The Book I Most Enjoyed Writing

From The Arthur Conan Doyle Encyclopedia

The Book I Most Enjoyed Writing is a collection of short articles by various authors: Sir Arthur Conan Doyle, Miss Kathlyn Rhodes, Mr. Rafael Sabatini, Mr. J. D. Beresford, Mr. Bernard Shaw, Mrs. Baillie Reynolds, Mr. G. K. Chesterton, Mr. Compton Mackenzie, Mr. W. W. Jacobs, Mr. Frank Swinnerton, Miss Clemence Dane, Mr. Hugh Walpole, Mr. Barry Pain, Miss Sheila Kaye-Smith, Ian Hay (Major Beith, C.B.E.), Mr. Keble Howard, Mrs. Belloc Lowndes, Mr. H. A. Vachell.
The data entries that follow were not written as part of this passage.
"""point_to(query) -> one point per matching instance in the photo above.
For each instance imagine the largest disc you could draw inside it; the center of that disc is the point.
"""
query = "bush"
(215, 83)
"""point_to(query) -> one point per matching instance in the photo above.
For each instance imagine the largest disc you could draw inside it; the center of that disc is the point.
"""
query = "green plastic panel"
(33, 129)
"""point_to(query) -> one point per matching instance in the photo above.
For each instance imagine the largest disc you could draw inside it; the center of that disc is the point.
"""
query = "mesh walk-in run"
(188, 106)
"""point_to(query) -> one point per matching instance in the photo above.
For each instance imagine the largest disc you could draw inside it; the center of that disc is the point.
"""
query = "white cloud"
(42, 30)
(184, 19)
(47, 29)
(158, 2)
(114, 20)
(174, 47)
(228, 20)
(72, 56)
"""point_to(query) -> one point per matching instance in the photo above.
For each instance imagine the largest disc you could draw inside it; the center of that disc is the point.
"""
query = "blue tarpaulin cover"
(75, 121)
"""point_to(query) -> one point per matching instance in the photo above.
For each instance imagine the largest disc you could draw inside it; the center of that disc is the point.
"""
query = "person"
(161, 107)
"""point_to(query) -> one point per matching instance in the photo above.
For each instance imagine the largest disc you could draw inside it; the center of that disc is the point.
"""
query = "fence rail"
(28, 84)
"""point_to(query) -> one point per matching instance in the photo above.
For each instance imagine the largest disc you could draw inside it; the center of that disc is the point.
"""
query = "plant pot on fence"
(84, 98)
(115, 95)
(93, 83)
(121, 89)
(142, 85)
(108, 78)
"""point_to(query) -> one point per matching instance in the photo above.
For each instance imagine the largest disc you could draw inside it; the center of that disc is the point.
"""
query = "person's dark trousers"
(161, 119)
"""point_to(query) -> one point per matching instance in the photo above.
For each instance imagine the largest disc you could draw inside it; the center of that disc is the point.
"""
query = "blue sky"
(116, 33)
First published in The Strand Magazine in march 1922, and collected by George Newnes Ltd. in march 1927 in the book: What I Think (p. 80-81). In the same book, Conan Doyle also wrote How I Write My Books (p. 39-42) and The Greatest Hymns (p. 156).


[Note: below is reproduced the Sir Arthur Conan Doyle article only]

The Book I Most Enjoyed Writing

Sir A. Conan Doyle (Photo Ransford) in The Strand Magazine (1922)



I have never written to order in my life or sold any work until it was well on the way to completion. Therefore I have enjoyed writing every book, whereas, if I had written under pressure with a feeling of compulsion, I should never have regarded it as anything but a task. Naturally, as I regard the psychic question as the most important in the world, it is writing books on that subject which has given me most satisfaction, though the least productive from the financial point of view.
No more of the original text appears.